Though, in absolute amount, we increased our FDIs this year when compared against last year, still, among foreign investors in the ASEAN, we are least likely chosen.  We continued to be among the least preferred countries in the ASEAN in terms of FDIs.  The fact is, weighed against that of other key countries in the ASEAN, ours will still pale in comparison.  Take 2013 for instance.  We were miles away from our Southeast Asian neighbors. With just US$3.859 billion in net FDI inflow, we were among the laggards at a consistently disappointing 6th place.  Singapore, Indonesia, Thailand, Malaysia and Viet Nam grabbed US$60.645 billion, US$18.444 billion, US$13.000 billion, US$12.297 billion,  and US$8.900, respectively.  This year, despite the so called 50percent surged in FDIs as against the same period last year, we will continue to be among the cellar-dwellers.  That’s a certainty.

The reasons are crystal-clear.   The same report from the WB emphasized that “although FDI plays an increasingly important part in promoting economic growth in ASEAN, foreign ownership is restricted in many of these countries”.  WB further emphasized that “based on statistical data, Thailand, the Philippines and Malaysia are among the most restrictive countries for foreign equity, while Cambodia and Singapore allow nearly 100 percent foreign ownership in most sectors”.  This is the main reason why Singapore is lording it over other ASEAN member states.  Cornering a huge 52percent of FDIs over the years.  In the same token, we shouldn’t be surprised if the once war-ravaged Cambodia will soon overtake us in terms of FDI inflows and economic growth.

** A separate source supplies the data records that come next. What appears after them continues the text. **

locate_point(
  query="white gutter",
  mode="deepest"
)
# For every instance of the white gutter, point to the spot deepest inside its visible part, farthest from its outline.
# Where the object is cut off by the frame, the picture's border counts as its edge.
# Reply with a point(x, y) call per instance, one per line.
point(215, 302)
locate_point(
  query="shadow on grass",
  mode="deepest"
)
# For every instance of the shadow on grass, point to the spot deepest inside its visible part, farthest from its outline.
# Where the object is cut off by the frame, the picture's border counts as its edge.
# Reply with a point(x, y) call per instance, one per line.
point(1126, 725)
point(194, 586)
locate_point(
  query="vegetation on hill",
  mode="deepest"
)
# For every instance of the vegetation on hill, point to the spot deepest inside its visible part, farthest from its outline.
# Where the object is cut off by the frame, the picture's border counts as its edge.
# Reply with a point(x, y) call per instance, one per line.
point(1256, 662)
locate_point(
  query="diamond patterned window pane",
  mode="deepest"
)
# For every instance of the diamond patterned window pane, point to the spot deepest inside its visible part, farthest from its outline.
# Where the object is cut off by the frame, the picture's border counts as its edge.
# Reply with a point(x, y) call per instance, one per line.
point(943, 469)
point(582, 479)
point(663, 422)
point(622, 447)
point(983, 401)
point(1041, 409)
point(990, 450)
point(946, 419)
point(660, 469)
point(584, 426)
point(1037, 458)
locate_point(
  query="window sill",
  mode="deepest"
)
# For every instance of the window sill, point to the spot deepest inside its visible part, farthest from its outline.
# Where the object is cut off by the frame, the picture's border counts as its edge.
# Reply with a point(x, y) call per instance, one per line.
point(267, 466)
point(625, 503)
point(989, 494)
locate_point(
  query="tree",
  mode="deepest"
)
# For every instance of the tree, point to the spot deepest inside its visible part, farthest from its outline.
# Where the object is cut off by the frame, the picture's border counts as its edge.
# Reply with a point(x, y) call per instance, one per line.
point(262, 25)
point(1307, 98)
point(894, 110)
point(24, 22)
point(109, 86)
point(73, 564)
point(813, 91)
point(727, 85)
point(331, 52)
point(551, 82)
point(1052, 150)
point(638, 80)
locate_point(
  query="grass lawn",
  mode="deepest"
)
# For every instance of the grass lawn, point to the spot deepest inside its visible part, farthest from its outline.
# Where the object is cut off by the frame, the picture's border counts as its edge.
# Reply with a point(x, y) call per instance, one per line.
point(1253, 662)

Thus, some of our skilled workers went to our Southeast Asian neighbors.  They are working with, basically, foreign-owned (not owned by locals in these countries) companies.   Among others, these are owned by foreign direct investors from the European Union (EU), Japan, China, Hong Kong, USA, South Korea, Australia, Taiwan and India.  So that, instead of us directly benefiting from the economic activities brought about by these FDIs, we are now content in enjoying the meager multiplier effect out of the OFWs regular remittances.  We say meager because had these FDIs been here, the benefits that shall be derived from the backward and forward linkages will be enormous.

However, some anti-foreign ownership advocate may say, what about Thailand and Malaysia, they are restrictive too.  The reason is very clear.  Statistics (with WB) would show that “the allocation of FDI among sectors greatly varies among countries”. As records will show, “Malaysia, Thailand and Vietnam were more on manufacturing concerns, while FDI inflows to the services sector are the highest in Singapore, Indonesia and the Philippines”.   The reason is very simple.  Infrastructures in Malaysia and Thailand are in place.  Apart from it, power supplies are cheap and abundant, thus, making these countries lucrative for FDIs toward manufacturing.  In us, with power supply as scarce as platinum and priced like gold, we will surely remain among the laggards. 

Frankly, therefore, the 50percent surged is nothing to brag about.